Um dia para a LOUCURA e a CIDADE se enamorarem

Ana Marta Lobosque*

A comemoração do dia 18 de maio ressalta a vitalidade de um importante movimento social que luta pela cidadania do portador de sofrimento mental em várias localidades do Brasil. É um acontecimento que merece atenção.

Novas direções para políticas públicas e leis conquistadas ao longo de mais de 30 anos de trabalho vêm delineando um modelo de atenção pautado pela lógica do cuidado, e não da exclusão.

Trata-se da construção e do fortalecimento de redes assistenciais compostas por variados serviços públicos, dispositivos civis e ações: os centros de atenção psicossocial (CAPs) ou centros de referência em saúde mental (CERSAMs), as equipes de saúde mental em unidades básicas de saúde, os centros de convivência, os grupos de produção solidária (cooperativas), as moradias protegidas, as parcerias intersetoriais, entre outros.

Essa rede tem dado sustentação a uma substituição progressiva dos leitos em hospitais psiquiátricos, que representavam, nos anos 80, o segundo maior gasto com internações na área de saúde e
constituíam um dos maiores parques manicomiais privados do mundo. Excluir, banindo o sofrimento mental do cotidiano e das circunvizinhanças, já foi a principal, senão a única, resposta assistencial oferecida no nosso país.

Até 2001, qualquer pessoa podia internar outra pessoa em locais que, via de regra, não ofereciam perspectivas de reabilitação e saúde. Essa constatação foi amplamente compartilhada e duramente denunciada pelos profissionais e usuários dos serviços de saúde mental. Assim começou tal movimento social, que teve, entre suas conquistas, a Lei da Reforma Psiquiátrica, a 10.216, aprovada pelo Congresso Nacional durante o governo Fernando Henrique Cardoso.

Contudo, o movimento antimanicomial, por mais que exija e ajude a promover mudanças no modelo assistencial, busca, sobretudo, assegurar a presença e o trânsito do assim chamado louco na cidade, no âmbito do convívio, da arte, da cultura, da política. Trata-se de criar laços que permitam, em prol da liberdade, o diálogo e o relacionamento com o diferente e com a diferença.

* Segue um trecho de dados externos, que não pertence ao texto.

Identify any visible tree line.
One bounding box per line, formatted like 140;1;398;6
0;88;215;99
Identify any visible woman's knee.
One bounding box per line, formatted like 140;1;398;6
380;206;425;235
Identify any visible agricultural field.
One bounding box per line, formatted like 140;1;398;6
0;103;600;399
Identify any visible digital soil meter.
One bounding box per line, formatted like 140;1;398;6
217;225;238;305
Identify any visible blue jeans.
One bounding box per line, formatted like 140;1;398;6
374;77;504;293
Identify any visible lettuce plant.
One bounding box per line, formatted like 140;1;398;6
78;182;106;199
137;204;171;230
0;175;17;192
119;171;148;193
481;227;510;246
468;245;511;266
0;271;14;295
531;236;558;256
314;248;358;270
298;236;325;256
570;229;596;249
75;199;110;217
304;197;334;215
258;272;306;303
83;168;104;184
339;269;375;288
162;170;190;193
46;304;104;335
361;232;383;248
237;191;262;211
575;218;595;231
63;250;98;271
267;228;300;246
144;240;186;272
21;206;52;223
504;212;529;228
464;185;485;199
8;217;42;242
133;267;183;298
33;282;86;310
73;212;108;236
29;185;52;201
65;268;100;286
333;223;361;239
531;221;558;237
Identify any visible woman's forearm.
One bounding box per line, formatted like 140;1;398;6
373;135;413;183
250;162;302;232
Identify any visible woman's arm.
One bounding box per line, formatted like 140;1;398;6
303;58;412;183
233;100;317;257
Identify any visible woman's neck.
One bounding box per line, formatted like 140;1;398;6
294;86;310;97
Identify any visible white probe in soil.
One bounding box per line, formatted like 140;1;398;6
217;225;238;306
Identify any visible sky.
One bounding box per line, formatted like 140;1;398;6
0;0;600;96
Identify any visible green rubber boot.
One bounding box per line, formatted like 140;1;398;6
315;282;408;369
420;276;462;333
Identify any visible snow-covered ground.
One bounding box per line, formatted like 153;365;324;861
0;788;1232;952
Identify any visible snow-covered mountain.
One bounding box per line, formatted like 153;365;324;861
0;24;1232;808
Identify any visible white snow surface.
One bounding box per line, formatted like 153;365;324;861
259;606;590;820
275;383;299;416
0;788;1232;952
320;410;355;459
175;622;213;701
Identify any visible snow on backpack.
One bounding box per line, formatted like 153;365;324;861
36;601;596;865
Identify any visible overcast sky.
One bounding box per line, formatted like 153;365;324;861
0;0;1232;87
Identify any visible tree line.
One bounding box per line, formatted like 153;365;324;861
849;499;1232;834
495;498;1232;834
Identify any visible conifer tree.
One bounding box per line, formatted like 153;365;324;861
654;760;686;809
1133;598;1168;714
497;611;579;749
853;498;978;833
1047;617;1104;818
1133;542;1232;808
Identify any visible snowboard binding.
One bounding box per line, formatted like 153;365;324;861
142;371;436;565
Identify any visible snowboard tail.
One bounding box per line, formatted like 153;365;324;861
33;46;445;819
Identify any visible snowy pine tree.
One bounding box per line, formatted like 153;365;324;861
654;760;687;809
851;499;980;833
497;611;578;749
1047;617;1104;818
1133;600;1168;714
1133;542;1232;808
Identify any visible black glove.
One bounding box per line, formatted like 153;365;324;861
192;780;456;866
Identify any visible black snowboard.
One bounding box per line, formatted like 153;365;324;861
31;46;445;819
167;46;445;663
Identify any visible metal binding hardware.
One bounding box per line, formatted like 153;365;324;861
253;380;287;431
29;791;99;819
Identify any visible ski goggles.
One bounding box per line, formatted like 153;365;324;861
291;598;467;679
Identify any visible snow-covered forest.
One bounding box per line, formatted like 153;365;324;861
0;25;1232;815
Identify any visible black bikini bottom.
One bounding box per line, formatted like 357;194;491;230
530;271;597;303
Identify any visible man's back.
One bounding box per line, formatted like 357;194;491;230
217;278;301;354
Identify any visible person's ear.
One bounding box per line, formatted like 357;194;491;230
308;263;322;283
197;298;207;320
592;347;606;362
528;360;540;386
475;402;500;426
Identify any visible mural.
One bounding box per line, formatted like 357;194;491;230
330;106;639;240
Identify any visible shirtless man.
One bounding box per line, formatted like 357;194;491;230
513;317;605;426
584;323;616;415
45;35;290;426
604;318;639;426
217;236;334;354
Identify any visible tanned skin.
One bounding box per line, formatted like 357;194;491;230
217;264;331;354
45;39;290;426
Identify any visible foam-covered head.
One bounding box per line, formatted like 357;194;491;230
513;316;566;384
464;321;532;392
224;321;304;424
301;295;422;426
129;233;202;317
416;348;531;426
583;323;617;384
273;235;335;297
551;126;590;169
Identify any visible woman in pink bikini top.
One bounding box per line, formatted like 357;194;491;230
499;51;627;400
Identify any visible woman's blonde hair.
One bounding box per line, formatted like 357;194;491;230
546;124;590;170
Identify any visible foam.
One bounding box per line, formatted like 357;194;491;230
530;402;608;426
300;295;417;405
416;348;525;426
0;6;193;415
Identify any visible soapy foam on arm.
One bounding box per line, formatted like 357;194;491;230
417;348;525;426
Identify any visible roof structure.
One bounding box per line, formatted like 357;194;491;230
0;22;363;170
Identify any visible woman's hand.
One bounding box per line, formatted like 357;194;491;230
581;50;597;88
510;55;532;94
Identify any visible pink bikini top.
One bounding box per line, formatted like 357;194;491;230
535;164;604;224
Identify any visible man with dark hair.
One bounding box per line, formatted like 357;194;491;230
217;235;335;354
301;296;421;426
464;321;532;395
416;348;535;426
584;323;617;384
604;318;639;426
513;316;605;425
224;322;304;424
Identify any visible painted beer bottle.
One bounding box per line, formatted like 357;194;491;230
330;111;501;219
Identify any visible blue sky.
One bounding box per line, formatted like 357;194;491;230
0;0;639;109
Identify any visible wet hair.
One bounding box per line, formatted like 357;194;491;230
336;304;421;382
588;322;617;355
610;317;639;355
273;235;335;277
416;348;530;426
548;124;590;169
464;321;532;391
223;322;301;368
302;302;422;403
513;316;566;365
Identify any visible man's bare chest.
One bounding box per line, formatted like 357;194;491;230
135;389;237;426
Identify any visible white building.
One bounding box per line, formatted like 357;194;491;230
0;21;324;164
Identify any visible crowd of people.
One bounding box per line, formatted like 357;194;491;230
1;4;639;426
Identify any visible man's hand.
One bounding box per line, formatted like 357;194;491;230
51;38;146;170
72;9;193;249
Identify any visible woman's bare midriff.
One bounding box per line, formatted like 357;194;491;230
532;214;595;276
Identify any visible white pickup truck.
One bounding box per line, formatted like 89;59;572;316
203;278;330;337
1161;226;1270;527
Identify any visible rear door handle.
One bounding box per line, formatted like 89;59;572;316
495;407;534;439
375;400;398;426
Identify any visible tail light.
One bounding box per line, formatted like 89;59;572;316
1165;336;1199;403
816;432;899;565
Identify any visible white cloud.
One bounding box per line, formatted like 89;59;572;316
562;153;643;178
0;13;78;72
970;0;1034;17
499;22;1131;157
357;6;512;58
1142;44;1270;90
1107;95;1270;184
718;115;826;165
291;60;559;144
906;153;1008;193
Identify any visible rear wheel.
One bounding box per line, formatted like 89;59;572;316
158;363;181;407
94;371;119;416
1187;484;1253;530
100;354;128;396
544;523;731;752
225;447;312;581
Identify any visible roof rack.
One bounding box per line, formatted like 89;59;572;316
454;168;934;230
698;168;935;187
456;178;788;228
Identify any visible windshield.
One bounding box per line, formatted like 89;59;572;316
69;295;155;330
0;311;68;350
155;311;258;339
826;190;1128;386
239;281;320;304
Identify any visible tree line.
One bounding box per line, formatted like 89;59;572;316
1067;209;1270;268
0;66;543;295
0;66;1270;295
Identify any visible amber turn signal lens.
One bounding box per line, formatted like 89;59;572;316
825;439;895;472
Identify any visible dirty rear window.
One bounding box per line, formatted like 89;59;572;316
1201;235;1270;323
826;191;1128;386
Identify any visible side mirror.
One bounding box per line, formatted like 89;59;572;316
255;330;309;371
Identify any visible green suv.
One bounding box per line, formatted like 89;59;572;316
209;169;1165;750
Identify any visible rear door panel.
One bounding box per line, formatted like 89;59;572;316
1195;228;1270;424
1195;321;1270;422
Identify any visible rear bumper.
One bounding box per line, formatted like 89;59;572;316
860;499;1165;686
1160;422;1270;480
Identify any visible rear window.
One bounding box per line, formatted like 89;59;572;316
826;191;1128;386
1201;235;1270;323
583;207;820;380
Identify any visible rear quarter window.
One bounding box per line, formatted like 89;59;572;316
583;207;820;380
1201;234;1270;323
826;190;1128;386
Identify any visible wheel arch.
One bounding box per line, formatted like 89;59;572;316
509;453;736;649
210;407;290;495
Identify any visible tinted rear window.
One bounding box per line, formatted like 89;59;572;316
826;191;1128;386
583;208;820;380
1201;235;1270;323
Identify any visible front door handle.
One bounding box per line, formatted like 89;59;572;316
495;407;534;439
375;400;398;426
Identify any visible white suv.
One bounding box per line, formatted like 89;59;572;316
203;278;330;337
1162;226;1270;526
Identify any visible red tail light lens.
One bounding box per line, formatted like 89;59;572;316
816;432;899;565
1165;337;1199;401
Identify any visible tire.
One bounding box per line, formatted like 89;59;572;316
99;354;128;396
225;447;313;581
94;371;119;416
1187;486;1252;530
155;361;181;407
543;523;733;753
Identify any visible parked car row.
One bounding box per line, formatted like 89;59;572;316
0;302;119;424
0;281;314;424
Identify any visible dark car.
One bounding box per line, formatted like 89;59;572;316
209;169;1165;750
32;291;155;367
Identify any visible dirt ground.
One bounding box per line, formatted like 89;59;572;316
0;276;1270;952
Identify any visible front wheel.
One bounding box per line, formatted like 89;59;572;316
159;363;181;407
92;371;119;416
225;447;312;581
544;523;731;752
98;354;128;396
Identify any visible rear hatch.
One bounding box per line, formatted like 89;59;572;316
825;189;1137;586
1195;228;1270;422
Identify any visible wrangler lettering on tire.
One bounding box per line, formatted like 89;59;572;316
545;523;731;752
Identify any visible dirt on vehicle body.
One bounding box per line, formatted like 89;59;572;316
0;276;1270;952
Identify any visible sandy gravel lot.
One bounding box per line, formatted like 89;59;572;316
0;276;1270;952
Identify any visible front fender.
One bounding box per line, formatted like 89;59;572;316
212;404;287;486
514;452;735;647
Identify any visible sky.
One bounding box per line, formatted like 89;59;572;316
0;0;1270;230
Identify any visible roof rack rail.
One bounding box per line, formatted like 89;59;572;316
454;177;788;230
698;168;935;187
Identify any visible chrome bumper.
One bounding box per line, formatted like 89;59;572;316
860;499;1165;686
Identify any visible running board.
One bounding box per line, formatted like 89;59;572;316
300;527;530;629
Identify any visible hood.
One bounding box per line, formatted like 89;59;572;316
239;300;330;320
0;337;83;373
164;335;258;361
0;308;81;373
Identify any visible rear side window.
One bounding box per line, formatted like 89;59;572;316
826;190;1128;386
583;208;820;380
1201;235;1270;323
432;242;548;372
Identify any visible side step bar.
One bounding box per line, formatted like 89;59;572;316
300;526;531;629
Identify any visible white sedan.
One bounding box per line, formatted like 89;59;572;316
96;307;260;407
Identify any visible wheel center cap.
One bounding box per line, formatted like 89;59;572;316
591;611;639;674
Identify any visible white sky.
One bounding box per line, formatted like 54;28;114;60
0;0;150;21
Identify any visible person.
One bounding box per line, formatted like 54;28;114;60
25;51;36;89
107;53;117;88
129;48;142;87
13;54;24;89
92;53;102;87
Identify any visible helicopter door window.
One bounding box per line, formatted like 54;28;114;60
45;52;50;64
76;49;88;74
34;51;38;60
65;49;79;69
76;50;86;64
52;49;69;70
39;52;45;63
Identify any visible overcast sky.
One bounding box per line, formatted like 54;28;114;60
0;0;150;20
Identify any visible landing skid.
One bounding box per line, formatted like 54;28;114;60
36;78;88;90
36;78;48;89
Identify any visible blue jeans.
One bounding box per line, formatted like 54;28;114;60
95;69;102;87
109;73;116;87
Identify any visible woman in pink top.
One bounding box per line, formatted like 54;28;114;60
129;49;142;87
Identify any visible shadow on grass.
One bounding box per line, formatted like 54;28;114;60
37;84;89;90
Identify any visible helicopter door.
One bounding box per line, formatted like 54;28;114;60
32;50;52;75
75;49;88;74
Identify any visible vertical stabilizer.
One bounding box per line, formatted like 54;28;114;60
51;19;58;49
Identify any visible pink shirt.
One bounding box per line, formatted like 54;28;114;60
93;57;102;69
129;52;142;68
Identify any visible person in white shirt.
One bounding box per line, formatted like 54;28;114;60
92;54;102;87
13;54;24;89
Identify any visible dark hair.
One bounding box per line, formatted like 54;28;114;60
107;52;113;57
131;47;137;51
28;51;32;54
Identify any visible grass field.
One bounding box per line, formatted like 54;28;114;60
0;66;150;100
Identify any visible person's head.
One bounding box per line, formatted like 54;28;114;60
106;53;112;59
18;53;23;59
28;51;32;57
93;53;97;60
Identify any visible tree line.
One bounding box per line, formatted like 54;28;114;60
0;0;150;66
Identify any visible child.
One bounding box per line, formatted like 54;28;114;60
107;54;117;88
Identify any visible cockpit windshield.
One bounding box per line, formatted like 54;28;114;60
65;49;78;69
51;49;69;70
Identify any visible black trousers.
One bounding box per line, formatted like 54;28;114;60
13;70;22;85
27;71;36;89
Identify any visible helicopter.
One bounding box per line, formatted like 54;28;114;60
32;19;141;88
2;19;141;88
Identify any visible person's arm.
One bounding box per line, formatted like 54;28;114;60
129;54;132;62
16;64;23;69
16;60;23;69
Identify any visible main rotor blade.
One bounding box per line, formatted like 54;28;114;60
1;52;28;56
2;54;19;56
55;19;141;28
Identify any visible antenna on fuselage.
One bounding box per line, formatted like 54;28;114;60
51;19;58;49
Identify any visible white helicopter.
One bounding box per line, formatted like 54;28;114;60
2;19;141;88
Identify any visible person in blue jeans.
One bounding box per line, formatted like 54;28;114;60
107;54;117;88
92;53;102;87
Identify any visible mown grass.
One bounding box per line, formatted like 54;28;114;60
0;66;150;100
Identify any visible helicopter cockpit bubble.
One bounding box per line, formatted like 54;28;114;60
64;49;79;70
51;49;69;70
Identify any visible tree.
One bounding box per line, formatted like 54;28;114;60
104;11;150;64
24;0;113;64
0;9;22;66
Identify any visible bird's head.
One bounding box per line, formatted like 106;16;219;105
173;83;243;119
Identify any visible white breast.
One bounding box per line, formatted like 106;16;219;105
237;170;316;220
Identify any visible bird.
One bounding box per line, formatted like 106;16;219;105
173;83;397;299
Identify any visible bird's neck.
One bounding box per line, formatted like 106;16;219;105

Nesse sentido, nada ilustra melhor o significado desse movimento do que o desfile da Escola de Samba Liberdade Ainda que Tam Tam, marcado para 18 de maio. Tal manifestação pública já se tornou uma tradição de Belo Horizonte. É uma celebração organizada pelo Fórum Mineiro de Saúde Mental e pela Associação de Usuários de Saúde Mental de Minas Gerais que reúne trabalhadores, estudantes, professores universitários, usuários de serviços de saúde mental de Minas Gerais e seus familiares e militantes de outros movimentos sociais.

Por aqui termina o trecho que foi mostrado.